A review by bookw1tch
Disappearance at Devil's Rock by Paul Tremblay

2.0

3.5 Stars.

An overall creepy, chilling read. The build-up at the end was excellent. I had to stop reading towards the end because I was alone in my house late at night and started feeling pretty creeped out. The antagonist
SpoilerArnold
was definitely the best part of this story. He comes in unexpectedly halfway through and, although you know he has something to do with the boy's disappearance, he seems okay, if not an oddball. It isn't until things move along you realize how absolutely destroyed he is as a person, and how terrifying.

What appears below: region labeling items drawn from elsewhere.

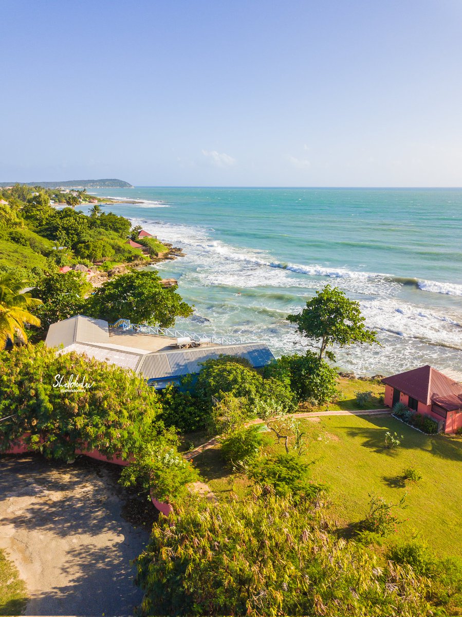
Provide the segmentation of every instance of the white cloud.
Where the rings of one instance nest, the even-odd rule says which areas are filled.
[[[297,169],[308,169],[311,167],[311,163],[307,159],[297,159],[294,156],[287,157],[289,161]]]
[[[233,165],[236,165],[236,159],[233,159],[225,152],[220,154],[216,150],[202,150],[202,154],[207,157],[217,167],[231,167]]]

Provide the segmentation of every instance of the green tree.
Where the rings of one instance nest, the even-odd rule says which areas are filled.
[[[297,324],[297,331],[315,342],[319,348],[319,358],[325,355],[335,360],[328,347],[340,347],[355,344],[377,343],[376,333],[364,325],[359,302],[350,300],[337,287],[326,285],[316,291],[314,298],[308,300],[306,308],[297,315],[289,315],[287,320]]]
[[[173,326],[175,317],[187,317],[192,309],[176,288],[164,289],[161,281],[157,272],[146,270],[111,279],[89,299],[88,314],[110,322],[124,317],[133,323]]]
[[[0,350],[9,339],[27,342],[27,325],[40,325],[40,320],[29,309],[41,301],[28,292],[22,292],[27,284],[25,281],[19,281],[12,271],[0,273]]]
[[[80,203],[80,200],[76,195],[73,195],[72,193],[69,193],[66,195],[64,201],[68,205],[70,205],[71,208],[73,210],[76,205],[78,205]]]
[[[283,356],[278,362],[287,368],[291,389],[299,401],[323,405],[330,402],[338,394],[337,371],[314,352],[307,351],[304,355]]]
[[[423,617],[428,582],[329,534],[308,501],[249,498],[176,508],[136,560],[140,615]]]
[[[162,435],[160,413],[154,389],[131,371],[43,342],[0,352],[0,417],[12,416],[0,422],[0,450],[22,438],[48,457],[97,449],[127,460]]]
[[[97,217],[102,212],[102,209],[101,205],[98,205],[97,204],[95,204],[93,207],[90,210],[90,216],[92,218],[97,218]]]
[[[83,313],[87,289],[80,272],[57,272],[42,276],[35,293],[43,304],[34,310],[41,322],[40,333],[46,333],[52,323]]]

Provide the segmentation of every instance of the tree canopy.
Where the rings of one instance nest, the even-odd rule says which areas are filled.
[[[332,345],[340,347],[355,344],[378,342],[376,333],[365,325],[358,302],[347,298],[337,287],[326,285],[307,302],[301,313],[289,315],[287,320],[297,324],[297,330],[315,342],[319,357],[334,360]]]
[[[120,317],[133,323],[168,328],[177,317],[192,312],[175,291],[165,289],[156,271],[136,270],[105,283],[89,299],[87,312],[91,317],[115,321]]]

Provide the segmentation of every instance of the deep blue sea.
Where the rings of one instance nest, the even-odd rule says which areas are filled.
[[[142,201],[105,207],[183,249],[186,257],[156,267],[195,305],[189,329],[265,341],[276,355],[300,352],[286,316],[329,283],[359,300],[382,343],[339,350],[343,369],[462,370],[462,189],[92,192]]]

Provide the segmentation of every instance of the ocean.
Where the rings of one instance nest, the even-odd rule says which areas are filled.
[[[183,249],[185,257],[156,266],[194,305],[179,328],[265,342],[276,356],[303,353],[286,316],[330,283],[359,301],[381,343],[339,350],[343,370],[462,370],[462,189],[89,192],[142,200],[105,209]]]

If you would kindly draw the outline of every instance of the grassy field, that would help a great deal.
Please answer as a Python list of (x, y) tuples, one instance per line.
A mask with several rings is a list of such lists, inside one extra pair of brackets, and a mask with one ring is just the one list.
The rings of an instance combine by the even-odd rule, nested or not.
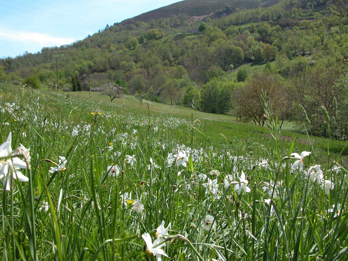
[[(252, 151), (256, 155), (260, 155), (260, 156), (263, 157), (265, 156), (263, 154), (264, 150), (260, 144), (269, 146), (274, 143), (267, 128), (255, 126), (248, 123), (237, 122), (234, 117), (206, 113), (181, 106), (170, 106), (147, 101), (143, 101), (142, 105), (141, 105), (139, 101), (131, 95), (126, 95), (122, 100), (114, 100), (111, 103), (109, 97), (105, 95), (98, 93), (91, 93), (91, 94), (93, 96), (89, 100), (104, 102), (105, 108), (111, 106), (112, 109), (110, 109), (113, 110), (116, 108), (119, 112), (123, 110), (125, 106), (128, 111), (137, 116), (147, 116), (149, 112), (150, 115), (152, 117), (158, 117), (163, 115), (166, 118), (170, 115), (188, 122), (191, 122), (193, 119), (194, 121), (196, 121), (195, 126), (197, 129), (204, 133), (200, 137), (209, 145), (222, 146), (224, 148), (228, 148), (237, 151), (244, 151), (246, 153)], [(85, 98), (88, 96), (89, 93), (87, 92), (70, 93), (69, 95)], [(286, 154), (286, 150), (295, 137), (296, 149), (301, 151), (311, 150), (307, 135), (290, 131), (294, 128), (304, 129), (303, 128), (296, 127), (296, 126), (294, 123), (288, 122), (286, 122), (283, 124), (282, 138), (279, 142), (285, 149), (283, 152), (284, 155)], [(184, 141), (187, 139), (187, 130), (183, 129), (180, 133), (182, 134), (178, 136), (182, 141)], [(319, 157), (326, 157), (328, 146), (331, 152), (337, 155), (343, 149), (345, 144), (341, 141), (331, 140), (324, 138), (313, 137), (311, 139), (312, 142), (315, 144), (315, 149), (317, 150), (317, 154)], [(200, 142), (202, 142), (202, 140)], [(347, 163), (345, 161), (346, 155), (347, 154), (348, 148), (345, 148), (344, 157), (342, 158), (345, 161), (345, 164)]]
[(3, 260), (347, 260), (343, 143), (93, 94), (0, 85)]
[[(226, 75), (226, 78), (232, 80), (237, 79), (238, 70), (242, 69), (246, 69), (249, 76), (251, 76), (256, 72), (261, 72), (263, 71), (267, 63), (267, 62), (263, 62), (259, 63), (254, 62), (243, 64), (238, 66), (236, 71), (227, 73)], [(271, 66), (272, 68), (275, 66), (274, 61), (271, 62), (270, 63), (271, 64)]]

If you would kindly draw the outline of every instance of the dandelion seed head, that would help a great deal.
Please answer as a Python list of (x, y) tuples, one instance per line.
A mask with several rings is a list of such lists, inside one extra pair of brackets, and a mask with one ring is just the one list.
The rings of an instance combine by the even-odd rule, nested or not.
[(144, 210), (144, 205), (137, 200), (135, 200), (132, 204), (132, 209), (136, 212), (141, 212)]
[(214, 217), (211, 215), (207, 215), (204, 218), (202, 227), (203, 228), (203, 230), (209, 231), (210, 229), (210, 227), (212, 226), (213, 229), (216, 226), (216, 222), (214, 221)]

The overall amount of spooky ghostyness was great. It gives the story an edge and the ending interviews with the boys about
SpoilerTommy's zombie ghost thing
are disturbing.

Critiques: Took a bit for the story to get going; it could have easily been edited down 30 pages. Detective Allison was the biggest culprit of this - Tremblay kept trying to give her background with no apparent purpose. Her life played literally no role in the story; I started to wonder if he was pulling a Stephen King and added a character from one of his other books into this story. I'm not even sure we really needed this character. I got enough out of Elizabeth and Kate and the two boys, Detective Allison didn't add anything.

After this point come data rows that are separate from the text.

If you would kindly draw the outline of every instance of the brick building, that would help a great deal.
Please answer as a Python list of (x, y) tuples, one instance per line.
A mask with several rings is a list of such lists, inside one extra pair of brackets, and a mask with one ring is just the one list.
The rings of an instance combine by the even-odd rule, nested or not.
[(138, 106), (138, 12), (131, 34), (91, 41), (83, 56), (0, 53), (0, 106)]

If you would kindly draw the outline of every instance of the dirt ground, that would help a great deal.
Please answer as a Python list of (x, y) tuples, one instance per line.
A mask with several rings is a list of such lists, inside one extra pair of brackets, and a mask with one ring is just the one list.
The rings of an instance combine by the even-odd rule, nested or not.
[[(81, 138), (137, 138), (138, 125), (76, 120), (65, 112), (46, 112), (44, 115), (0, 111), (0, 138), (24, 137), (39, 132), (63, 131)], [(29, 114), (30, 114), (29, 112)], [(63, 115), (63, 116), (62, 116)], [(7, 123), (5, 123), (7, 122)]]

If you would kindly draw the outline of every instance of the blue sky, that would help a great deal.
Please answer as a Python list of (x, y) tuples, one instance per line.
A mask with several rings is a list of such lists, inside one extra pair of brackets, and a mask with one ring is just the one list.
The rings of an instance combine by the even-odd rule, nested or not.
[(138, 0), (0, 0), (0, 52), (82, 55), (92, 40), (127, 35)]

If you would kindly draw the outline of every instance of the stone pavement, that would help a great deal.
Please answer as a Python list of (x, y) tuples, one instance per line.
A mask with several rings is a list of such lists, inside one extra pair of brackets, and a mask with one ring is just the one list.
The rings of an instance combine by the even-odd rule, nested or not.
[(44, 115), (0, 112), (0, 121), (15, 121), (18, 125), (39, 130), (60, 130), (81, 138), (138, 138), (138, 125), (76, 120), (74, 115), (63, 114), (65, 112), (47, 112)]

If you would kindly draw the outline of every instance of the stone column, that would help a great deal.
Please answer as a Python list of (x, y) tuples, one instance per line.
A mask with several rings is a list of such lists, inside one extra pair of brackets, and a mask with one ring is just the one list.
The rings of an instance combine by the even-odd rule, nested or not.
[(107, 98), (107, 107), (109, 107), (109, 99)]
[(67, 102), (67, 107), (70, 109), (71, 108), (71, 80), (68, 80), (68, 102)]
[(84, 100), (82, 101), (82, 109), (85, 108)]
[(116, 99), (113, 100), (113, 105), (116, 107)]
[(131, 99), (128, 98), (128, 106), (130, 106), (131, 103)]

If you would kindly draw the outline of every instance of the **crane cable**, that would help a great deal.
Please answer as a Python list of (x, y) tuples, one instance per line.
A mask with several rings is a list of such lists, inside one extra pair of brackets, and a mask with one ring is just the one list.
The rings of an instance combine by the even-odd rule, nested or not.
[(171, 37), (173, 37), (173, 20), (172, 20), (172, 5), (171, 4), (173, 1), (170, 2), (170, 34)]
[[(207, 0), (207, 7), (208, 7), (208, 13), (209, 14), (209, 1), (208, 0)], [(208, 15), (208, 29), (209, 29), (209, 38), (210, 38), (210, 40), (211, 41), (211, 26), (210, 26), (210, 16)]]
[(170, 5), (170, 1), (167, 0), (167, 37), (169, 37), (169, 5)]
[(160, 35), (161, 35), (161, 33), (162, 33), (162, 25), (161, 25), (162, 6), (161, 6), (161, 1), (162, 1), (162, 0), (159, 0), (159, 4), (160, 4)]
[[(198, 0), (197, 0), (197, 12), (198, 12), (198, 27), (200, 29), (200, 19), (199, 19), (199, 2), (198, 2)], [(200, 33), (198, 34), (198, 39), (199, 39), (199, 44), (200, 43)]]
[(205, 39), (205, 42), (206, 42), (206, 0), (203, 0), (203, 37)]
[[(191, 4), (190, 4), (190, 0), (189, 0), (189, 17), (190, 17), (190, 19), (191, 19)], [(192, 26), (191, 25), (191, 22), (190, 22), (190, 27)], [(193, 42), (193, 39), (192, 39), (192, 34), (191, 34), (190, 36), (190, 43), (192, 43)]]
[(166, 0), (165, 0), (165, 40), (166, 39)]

Another thing - if I had never played Minecraft or watched zombie movies, I would have been totally lost for a large chunk of the boy's conversations. They spend a ridiculous amount of time talking in-scene about Minecraft. I get it. They're 13-year-old boys. It's what they're obsessed with. But did we really need to see these conversations in-scene? I say no. It took away from the overall story and left me feeling like I would never recommend this book to anyone under 30. Also, the thematic connection between zombies and the boy's actions that
Spoilerleave an innocent man dead
didn't quite do it for me. Felt cheap, or an like incomplete analogy.

Anyway, not the greatest ghost story out there, but it did make me want to read his other more famous book, A Head Full Of Ghosts, which sounds really good.